Keywords: word cloud, word count
Word clouds are useful for getting a quick overview of the content of the text by displaying words and their frequencies. Use the Bubble View to aggregate and display words (or any other categorical data).
☝️ Note: Make sure your text field of interest has the data type "long text". If not, change the field type before getting started. Unless you trust your text to be clean and tidy, we also recommend using the Preprocessing Wizard to reduce noise in the input data before generating a word cloud.

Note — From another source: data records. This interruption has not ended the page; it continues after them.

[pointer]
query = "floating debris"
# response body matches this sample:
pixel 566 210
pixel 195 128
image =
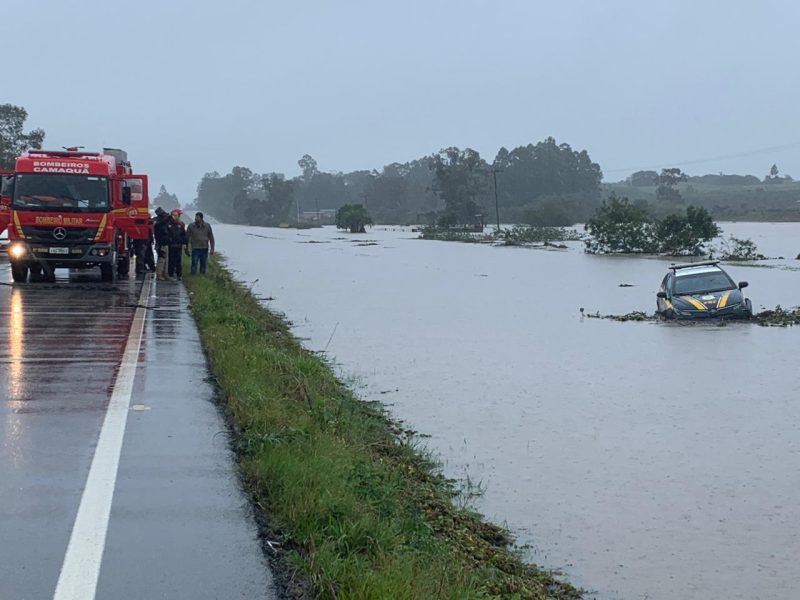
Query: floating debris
pixel 636 315
pixel 777 317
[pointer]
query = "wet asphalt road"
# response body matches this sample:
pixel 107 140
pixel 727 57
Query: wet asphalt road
pixel 179 524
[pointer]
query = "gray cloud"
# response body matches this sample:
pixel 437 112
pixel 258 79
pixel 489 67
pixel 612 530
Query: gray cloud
pixel 189 87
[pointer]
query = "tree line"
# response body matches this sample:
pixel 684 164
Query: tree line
pixel 545 183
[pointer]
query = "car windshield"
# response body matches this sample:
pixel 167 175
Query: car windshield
pixel 714 281
pixel 74 193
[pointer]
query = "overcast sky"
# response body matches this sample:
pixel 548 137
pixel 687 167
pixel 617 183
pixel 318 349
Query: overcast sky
pixel 190 87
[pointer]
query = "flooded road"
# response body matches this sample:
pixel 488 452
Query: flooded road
pixel 646 460
pixel 147 507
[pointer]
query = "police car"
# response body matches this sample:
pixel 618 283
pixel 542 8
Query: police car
pixel 701 290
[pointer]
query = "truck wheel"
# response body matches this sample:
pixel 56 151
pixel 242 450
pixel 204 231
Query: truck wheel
pixel 123 266
pixel 19 273
pixel 35 272
pixel 107 272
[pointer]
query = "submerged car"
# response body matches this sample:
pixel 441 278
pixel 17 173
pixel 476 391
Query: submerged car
pixel 701 290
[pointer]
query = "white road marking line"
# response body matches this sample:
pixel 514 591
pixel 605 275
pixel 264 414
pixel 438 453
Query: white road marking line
pixel 81 568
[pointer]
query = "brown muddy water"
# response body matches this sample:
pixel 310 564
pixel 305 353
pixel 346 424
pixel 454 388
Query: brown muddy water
pixel 645 460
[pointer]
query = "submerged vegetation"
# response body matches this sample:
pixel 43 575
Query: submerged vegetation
pixel 359 510
pixel 777 317
pixel 518 235
pixel 621 227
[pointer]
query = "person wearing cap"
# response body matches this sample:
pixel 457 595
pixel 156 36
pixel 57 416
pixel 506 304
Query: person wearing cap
pixel 161 235
pixel 200 238
pixel 177 242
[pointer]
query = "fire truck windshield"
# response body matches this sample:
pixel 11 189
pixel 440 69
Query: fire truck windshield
pixel 71 193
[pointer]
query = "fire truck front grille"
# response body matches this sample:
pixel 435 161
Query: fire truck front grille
pixel 66 235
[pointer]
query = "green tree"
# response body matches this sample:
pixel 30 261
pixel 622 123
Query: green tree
pixel 686 234
pixel 166 200
pixel 548 172
pixel 279 198
pixel 308 166
pixel 460 180
pixel 13 140
pixel 619 226
pixel 353 217
pixel 667 190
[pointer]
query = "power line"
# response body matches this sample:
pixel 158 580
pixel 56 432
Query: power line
pixel 709 159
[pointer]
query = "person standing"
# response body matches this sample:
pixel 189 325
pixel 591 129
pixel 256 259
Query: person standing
pixel 201 241
pixel 161 235
pixel 177 242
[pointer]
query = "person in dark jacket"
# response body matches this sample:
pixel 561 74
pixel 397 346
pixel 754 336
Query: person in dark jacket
pixel 177 243
pixel 161 235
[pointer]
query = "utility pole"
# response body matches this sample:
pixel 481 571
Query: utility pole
pixel 494 171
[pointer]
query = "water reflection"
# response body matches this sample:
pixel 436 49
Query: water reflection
pixel 645 460
pixel 14 402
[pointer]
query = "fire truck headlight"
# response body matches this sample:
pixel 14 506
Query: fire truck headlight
pixel 17 251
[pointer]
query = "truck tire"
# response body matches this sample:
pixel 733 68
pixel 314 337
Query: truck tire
pixel 19 273
pixel 123 266
pixel 107 272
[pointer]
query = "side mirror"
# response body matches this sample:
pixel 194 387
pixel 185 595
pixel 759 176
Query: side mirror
pixel 7 189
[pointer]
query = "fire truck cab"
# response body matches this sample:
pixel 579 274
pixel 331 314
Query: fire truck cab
pixel 73 209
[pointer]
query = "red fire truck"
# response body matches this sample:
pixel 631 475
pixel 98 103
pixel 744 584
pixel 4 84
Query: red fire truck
pixel 73 209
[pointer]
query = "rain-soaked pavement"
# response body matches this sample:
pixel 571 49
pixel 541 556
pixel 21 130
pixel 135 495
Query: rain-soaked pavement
pixel 179 525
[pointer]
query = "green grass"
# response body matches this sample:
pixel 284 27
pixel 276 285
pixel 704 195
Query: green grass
pixel 362 513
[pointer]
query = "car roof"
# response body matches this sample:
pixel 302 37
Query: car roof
pixel 698 270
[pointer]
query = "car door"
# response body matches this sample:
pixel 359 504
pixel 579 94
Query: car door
pixel 660 302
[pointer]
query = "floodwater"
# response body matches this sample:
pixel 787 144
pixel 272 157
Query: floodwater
pixel 645 460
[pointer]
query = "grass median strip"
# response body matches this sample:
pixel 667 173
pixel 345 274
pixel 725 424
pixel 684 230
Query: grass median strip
pixel 363 513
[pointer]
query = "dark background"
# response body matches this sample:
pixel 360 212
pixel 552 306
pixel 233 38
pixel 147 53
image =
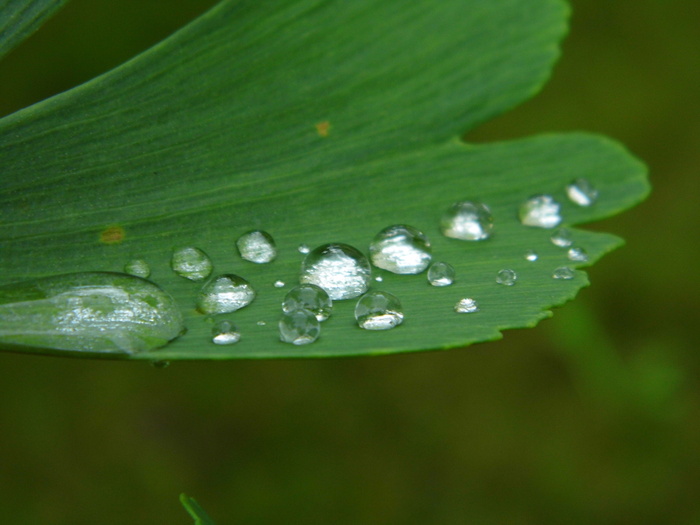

💡 Quick tip: The fastest way of turning text into a word cloud is to drag your text field to the "Words as bubbles" drop zone in the Bubble View. This triggers the Tokenize and Tag operation, filters tokens by part-of-speech, and aggregates the tokens. If you want full control over the tokenization parameters and application of filters, or want the tokens to be part of your global dataset, follow the step-by-step guide below instead.
1. Tokenize your text
Select your text field and apply the Tokenize & Tag operation to split each text into words and phrases. To reduce noise, make sure "Remove punctuation", "Remove stop words", "Remove XML tags", and "Lowercase" are switched on. To be able to filter by part-of-speech, Make sure the "Part-of-speech" tagging option is switched on. To display both words and phrases in your word cloud, turn on the "Phrase detection" tagging option.
Once the operation has run on your text field, you now have a new field containing a collection of tokens for each text.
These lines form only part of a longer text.